An impressive charge by Mitch Evans from fourteenth on the grid into sixth place at the end of the opening lap counted for nothing in the Barcelona GP2 Series sprint race overnight at the Spanish Grand Prix.

The 19-year-old New Zealander held the strong sixth position in the early stages but by lap 15 he knew he was in trouble with a badly worn front left tyre. Evans stubbornly held off Johnny Cecetto for another five laps although he already realised his race was run.

"I'd made a mega start and was into a rhythm early on. The car felt good at that stage and I was trying to save the tyres so I could push at the end of the race," said Evans.

"I was feeling comfortable until around lap 15 when Cecotto began to close and I had to use the tyres harder because a couple of times he got a bit optimistic. Then I was in trouble and it was game over."


"As soon as the tread wears away on the loaded left tyre more than it is on the right tyre you start locking brakes.
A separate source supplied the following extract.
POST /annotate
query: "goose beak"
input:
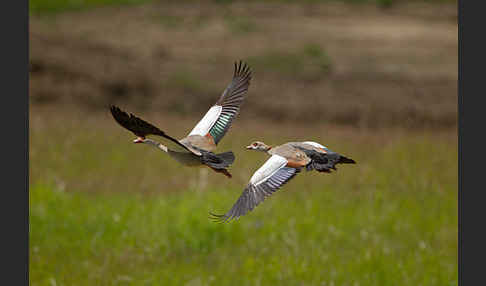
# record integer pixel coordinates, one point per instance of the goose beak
(139, 140)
My left front went earlier than the other cars; I was really struggling."
Evans dropped six places in three laps and with the tyre "down to the canvas," he retired two laps before the finish.
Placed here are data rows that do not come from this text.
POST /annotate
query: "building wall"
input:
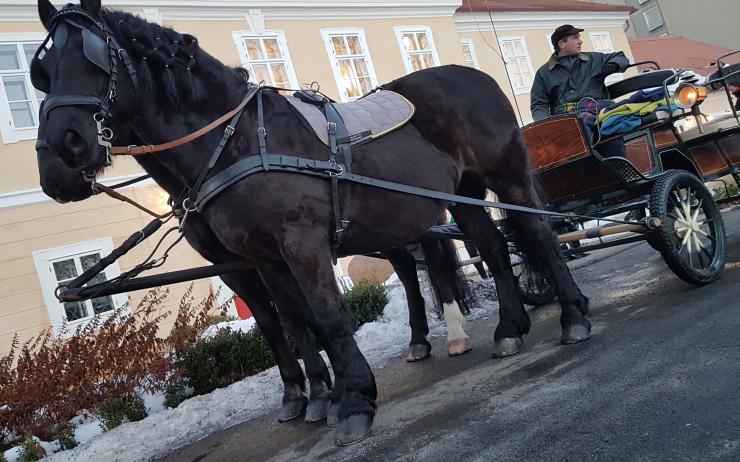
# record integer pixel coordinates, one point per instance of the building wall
(715, 22)
(48, 225)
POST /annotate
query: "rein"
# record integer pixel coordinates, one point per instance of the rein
(133, 150)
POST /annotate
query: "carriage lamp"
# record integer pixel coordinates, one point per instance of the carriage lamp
(689, 95)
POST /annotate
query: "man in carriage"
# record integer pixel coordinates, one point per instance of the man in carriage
(572, 81)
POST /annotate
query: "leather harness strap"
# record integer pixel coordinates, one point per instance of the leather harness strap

"We'd made a couple of set up changes to overcome a bit of understeer I had during the Saturday race, although we're a bit confused why the tyre wore so quickly."
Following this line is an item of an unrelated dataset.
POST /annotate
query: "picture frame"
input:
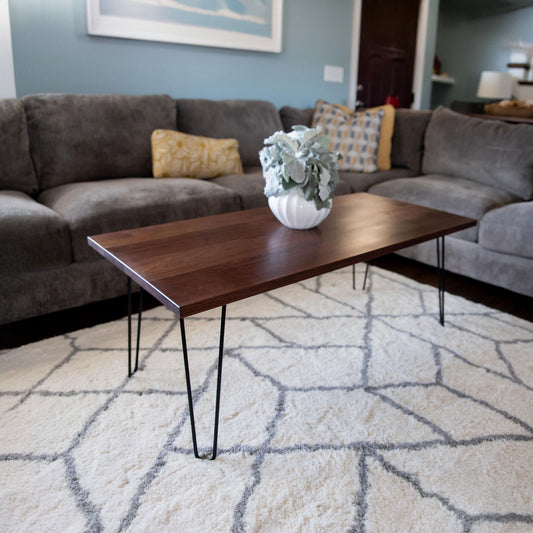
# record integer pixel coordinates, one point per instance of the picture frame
(255, 25)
"Barcelona was disappointing after such a good start but we'll now focus on Monaco in two weeks. I like that track. We'll start our championship there..."

Brazilian driver Felipe Nasr scored his first victory in GP2 in Sunday morning's sprint race. It was his 50th start in the category. Nasr made a fantastic start from sixth on the grid, passing poleman Tom Dillmann on lap two to take a lead he held until the chequered flag.
Points leader Jolyon Palmer, following an early clash with Rio Haryanto, took the fight to Nasr, after passing Dillmann with a bold move on lap five.

Palmer chased down Nasr, and stayed with him for the first half of the race, before Nasr pulled away.

Palmer came back at him in the closing stages, but a big lock-up at Turn 1 sent him across the run-off, and he dropped back to finish 7.6s behind the Brazilian. Dillmann finished third, just holding off Arthur Pic. Julian Leal finished fifth, ahead of Saturday's winner Johnny Cecotto.